Yes, here in the U.S. we understand exactly what he meant, and this week Washington is saying it again. The Bush gang wants a change in the regime in Caracas as soon as possible, and is saying so publicly.
But are they out of their minds? Considering the motives and mindset in question, I shouldn’t bother asking. But what about everybody else: Venezuelans, South Americans, Americans not part of the U.S. ruling oligarchy, the rest of the world? Nicholas Kristof, writing from Caracas, thinks they’re all “playing with fire.”

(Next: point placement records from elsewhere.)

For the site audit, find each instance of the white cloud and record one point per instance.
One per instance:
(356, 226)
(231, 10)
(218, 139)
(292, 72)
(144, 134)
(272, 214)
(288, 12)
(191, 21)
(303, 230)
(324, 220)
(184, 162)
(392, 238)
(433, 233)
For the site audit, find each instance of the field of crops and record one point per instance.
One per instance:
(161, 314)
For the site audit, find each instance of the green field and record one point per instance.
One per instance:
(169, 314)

The international community is playing a very dangerous game here in Venezuela, along with self-described democrats who are calling for military intervention. To consider what could go wrong, just look next door at Colombia, torn apart by civil war for half a century.
….
A Venezuelan journalist I met, Francisco Toro, is strongly against Mr. Chávez but also worries about the consequences of his removal. “In Colombia in 1948, the oligarchs assassinated [the populist leader Jorge] Gaitán,” Mr. Toro said, “because he represented a particular problem that they wanted to solve. They never dreamed that 54 years later, Colombia would still be in civil war. You know how something like this starts, but you don’t know how it ends.”

the Blue Button Project

Those who know me have seen the blue button I have been wearing for the past two months, and some already know what it means.
If you are still curious, or if anyone else reading this might be curious, please go to the Blue Button Project site, for the source, in art and conscience, of this emblem of resistance.
I always have extra buttons for those who will wear them.

and Mandela calls him a national hero!

The Guardian‘s series on AIDS has produced an excellent report on a great man.
The man is dying of AIDS, but he refuses to take the drugs that would keep him alive, until South Africa’s government makes them freely available to the poor.

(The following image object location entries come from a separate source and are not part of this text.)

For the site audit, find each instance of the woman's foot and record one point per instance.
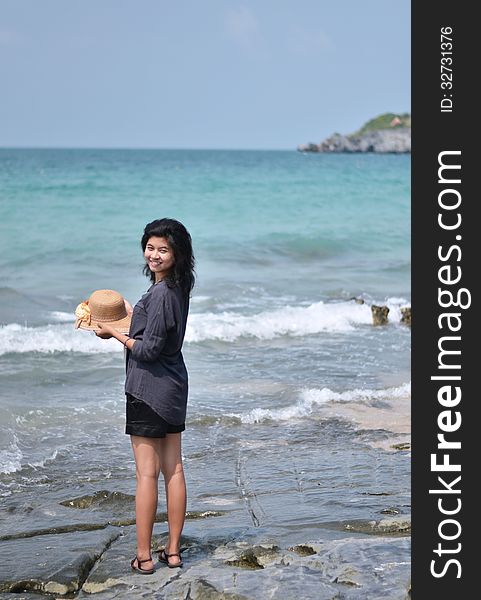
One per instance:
(144, 566)
(171, 559)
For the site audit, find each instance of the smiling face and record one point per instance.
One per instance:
(159, 256)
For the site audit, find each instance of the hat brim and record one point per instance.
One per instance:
(122, 326)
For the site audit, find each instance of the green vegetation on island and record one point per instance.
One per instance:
(385, 121)
(386, 133)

Zackie Achmat is not hungry, but tucks into the chocolate cake just the same. South African Achmat is HIV positive, yet refuses to take the antiretroviral drugs that could prolong his life. But he does boost his immune system with protein – with chocolate cake.
Achmat is not a shanty dweller unable to afford the drugs; he is not a so-called “Aids dissident” who believes the drugs are poison; he is not mad, and he is not suicidal. Zackie Achmat, according to Nelson Mandela, is a national hero: an ordinary man whose extraordinary resolve could help save thousands of African lives, at the cost of his own.
At a reception in Johannesburg last week, South Africa’s former president turned to Achmat and asked him, with cameras rolling, to take the antiretrovirals. “Give me, as an old man, your promise that you will now take your medicine.” Not for the first time, the national hero, dressed as ever in T-shirt and jeans, said no.
A few days later, in a suburban Johannesburg garden, between mouthfuls of cake, he explains why. “It is a personal issue of conscience. I have become middle class but my brothers are working class, and if they were infected they could not afford the medicines.”
__________

For a closer and very personal look at AIDS and those living with AIDS, AIDS activism, South Africa, how the world works, and Zackie Achmat, head for the Gramercy Theatre tomorrow, saturday, for a 5:15 showing of Greg Bordowitz’s unforgetable film, “Habit.”

we hit the trifecta today!

Lott stays, for now, sorta hanging out there in the breeze for all to enjoy, neck in a noose; Kissinger drops out, deciding he can’t take the heat just yet, will wait for the fires of hell; and Cardinal Outlaw is down for the count after fleeing to his earthly holy father.
It’s been a great day, but there’s mountains of work left out there. The real Mr. Bigs are still standing, everywhere.